Finally, we have a topper who wants to shine as a professional dancer in the future — such a welcome break from the crowd of IIT and MBBS aspirants!
It could not get better this year as both the toppers — Hansika Shukla and Karishma Arora, who scored 499 out of 500 — are from the Humanities.
We know this will rake up the age-old debate of how easy it is to score in CBSE, which lets you get full marks in subjects like Political Science and History, in comparison with the ICSE or other state boards, which seem to treat marks as a family inheritance.
Because choice matters! Are all Indian parents listening? (Photo: Twitter)

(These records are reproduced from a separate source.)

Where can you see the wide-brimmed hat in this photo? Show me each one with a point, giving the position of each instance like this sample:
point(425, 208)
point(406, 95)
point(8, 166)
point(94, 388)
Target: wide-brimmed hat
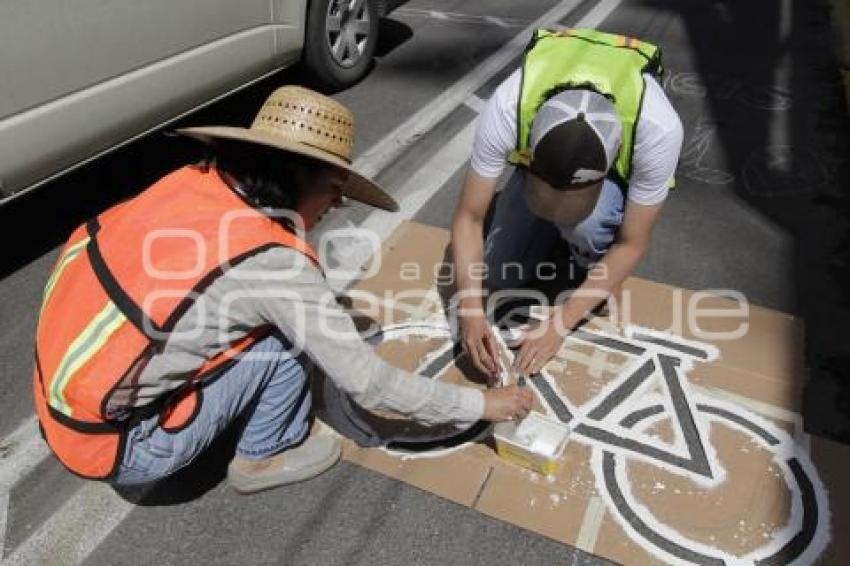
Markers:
point(302, 121)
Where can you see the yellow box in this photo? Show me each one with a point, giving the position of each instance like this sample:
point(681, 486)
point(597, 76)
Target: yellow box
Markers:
point(537, 443)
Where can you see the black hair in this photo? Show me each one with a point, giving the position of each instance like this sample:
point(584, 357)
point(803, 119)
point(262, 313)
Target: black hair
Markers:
point(265, 176)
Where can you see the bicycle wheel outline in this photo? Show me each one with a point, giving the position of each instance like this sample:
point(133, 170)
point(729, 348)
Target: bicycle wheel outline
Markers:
point(805, 545)
point(802, 544)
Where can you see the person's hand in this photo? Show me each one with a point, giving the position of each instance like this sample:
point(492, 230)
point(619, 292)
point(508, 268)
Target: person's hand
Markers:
point(537, 346)
point(507, 403)
point(480, 344)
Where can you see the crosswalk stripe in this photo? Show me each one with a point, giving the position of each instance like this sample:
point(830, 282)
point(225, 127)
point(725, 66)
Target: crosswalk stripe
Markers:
point(63, 538)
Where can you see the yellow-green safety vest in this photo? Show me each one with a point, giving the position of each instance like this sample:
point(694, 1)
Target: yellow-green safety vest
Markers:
point(612, 65)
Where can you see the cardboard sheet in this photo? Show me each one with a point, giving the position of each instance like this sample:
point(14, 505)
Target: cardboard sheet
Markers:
point(685, 447)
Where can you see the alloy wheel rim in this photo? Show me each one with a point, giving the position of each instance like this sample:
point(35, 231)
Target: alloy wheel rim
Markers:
point(348, 29)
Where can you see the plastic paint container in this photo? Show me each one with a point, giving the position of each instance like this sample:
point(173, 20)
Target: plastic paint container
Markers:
point(537, 442)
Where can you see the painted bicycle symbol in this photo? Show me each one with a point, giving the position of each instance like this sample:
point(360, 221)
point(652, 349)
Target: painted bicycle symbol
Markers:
point(616, 423)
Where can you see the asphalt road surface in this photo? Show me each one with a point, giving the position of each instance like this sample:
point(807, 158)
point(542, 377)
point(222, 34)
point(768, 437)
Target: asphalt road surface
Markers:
point(759, 210)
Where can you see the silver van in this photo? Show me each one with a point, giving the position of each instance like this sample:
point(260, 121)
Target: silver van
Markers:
point(80, 78)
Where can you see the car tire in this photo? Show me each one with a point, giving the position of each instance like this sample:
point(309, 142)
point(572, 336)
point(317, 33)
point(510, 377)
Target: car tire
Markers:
point(340, 42)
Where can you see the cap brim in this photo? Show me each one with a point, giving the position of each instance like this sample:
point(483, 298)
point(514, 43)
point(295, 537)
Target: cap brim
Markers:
point(357, 187)
point(567, 207)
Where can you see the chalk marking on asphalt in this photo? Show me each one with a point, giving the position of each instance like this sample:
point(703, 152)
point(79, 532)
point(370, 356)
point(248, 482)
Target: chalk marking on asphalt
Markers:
point(591, 524)
point(75, 530)
point(81, 537)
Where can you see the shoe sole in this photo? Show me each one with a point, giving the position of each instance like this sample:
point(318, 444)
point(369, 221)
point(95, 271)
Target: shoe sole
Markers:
point(245, 485)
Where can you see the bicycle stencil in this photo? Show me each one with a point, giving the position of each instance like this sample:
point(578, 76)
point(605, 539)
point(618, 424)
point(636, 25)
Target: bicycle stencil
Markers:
point(648, 418)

Let's move beyond that though and appreciate how bright and colourful the situation is when Humanities students top — and want to pursue off-beat career choices.
While Hansika wants to join the Indian Foreign Service (IFS), Karishma is already a dancer and wants to follow her passion further.
We don’t know whether they would be able to do put their feet down and follow their hearts because a career choice in India is something that falls under the jurisdiction of parents — who mostly belong to a different generation of engineers and doctors, and who mostly can’t help but think that 'co-curricular activities' are okay, but at the end of the day, they are 'co' — not the curricular itself.
According to reports, Karishma, a Kathak dancer, has recently won a scholarship from the ministry of culture.
Now, in a typical Indian parental dictionary, dancing/music/painting are 'hobbies' which can be accommodated at an early age but also habits which must be weaned away as academic pressures mount.
No matter how many examples you give to them, are they actually listening?
Take these cases: According to reports, 25 students in Telangana committed suicide in the last 10 days after the intermediate (Telangana state board) results were announced.
There have been reports of massive technical glitches which led to erroneous results. But of course, given the huge pressure, the candidates felt embracing death was a better option than repeating a year.
We should hang our heads in shame.
Let’s focus on India’s coaching capital as well.
About 19 students committed suicide in Kota in 2018. And in Kota, it's just the fear of not making the cut that is killing these students.
The count was 7 in 2017. That we have been even keeping a count of how many students committed suicide in Kota is the abysmal pits itself.
But we are actually ready to dive deeper.
All, apparently, in the pursuit of marks.
Therefore, even more reason to celebrate these two toppers, and to hope their pursuit of a life less ordinary will help them top. Again and again.